Sec. Transportation and Transit Systems
Volume 11 - 2025 |
doi: 10.3389/fbuil.2025.1546957
This article is part of the Research Topic Application of Artificial Intelligence in Monitoring, Maintenance and Rehabilitation of Railway Tracks View all articles
Hybrid Learning Strategies: Integrating Supervised and Reinforcement Techniques for Railway Wheel Wear Management with Limited Measurement Data
Provisionally accepted- 1 Department of Civil and Environmental Engineering, Faculty of Engineering, Prince of Songkla University, Songkhla, Thailand
- 2 Advanced Railway Infrastructure, Innovation and Systems Engineering (ARIISE) Research Unit, Department of Civil Engineering, Faculty of Engineering, Chulalongkorn University, Bangkok, Thailand
- 3 Department of Civil Engineering, University of Birmingham, Birmingham, England, United Kingdom
Train wheel wear significantly impacts wheel-rail interaction forces and is an unavoidable issue in the railway industry. This study focuses on regular wear, specifically changes in wheel profiles such as tread wear, flange height, and flange thickness.
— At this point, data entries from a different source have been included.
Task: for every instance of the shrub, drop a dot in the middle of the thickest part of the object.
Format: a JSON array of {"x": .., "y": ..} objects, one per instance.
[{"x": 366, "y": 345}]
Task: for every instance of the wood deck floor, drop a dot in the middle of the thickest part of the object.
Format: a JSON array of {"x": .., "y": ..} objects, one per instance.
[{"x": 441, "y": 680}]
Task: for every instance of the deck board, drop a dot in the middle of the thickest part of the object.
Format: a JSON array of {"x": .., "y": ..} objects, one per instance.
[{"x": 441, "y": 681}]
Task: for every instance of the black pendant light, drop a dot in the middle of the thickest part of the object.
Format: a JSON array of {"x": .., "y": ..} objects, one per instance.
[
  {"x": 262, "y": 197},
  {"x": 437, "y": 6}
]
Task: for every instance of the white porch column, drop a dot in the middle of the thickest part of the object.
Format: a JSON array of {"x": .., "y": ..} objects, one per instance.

Effective wheel wear management is crucial for maintaining the reliability, safety, and efficiency of rail systems. However, regular measurement of wheel profiles is often limited by constraints such as dense traffic, budget, time, and remote assets, which reduces the effectiveness of traditional maintenance approaches. This study proposes a hybrid learning strategy combining supervised and reinforcement learning techniques to optimize train wheel wear management under these constraints and achieve predictive maintenance. The supervised learning model, developed from validated simulations, predicts wear progression, while reinforcement learning improves maintenance decision-making using basic operational data without regular measurements. Various machine-learning techniques are explored and fine-tuned to identify the best models for preventing faulty wheels without the need for frequent inspections. By integrating these two learning approaches, the framework enhances the accuracy of wear predictions and optimizes maintenance schedules, reducing the risk of over-maintenance or unexpected failures. This integrated model addresses challenges such as system complexity, limited data, and costeffectiveness in the industry. In terms of supervised learning, the R² for tread wear prediction improves from 0.94 to 0.95 compared to previous studies, and the model, when integrated with reinforcement learning, significantly reduces defects based on wear and irregular wheel dimensions. This research is the first to integrate supervised and reinforcement learning specifically for train wheel wear management under limited measurement data constraints, offering a breakthrough compared to traditional methods that rely on regular inspections. The study provides significant benefits for the railway industry, including reduced maintenance costs, improved maintenance efficiency, lower defect rates, reduced possession and inspection time, and enhanced passenger comfort and safety.
Keywords: Hybrid Learning Strategies, supervised learning, reinforcement learning, train wheel wear, Predictive maintenance, Conditional monitoring
Received: 17 Dec 2024; Accepted: 13 Jan 2025.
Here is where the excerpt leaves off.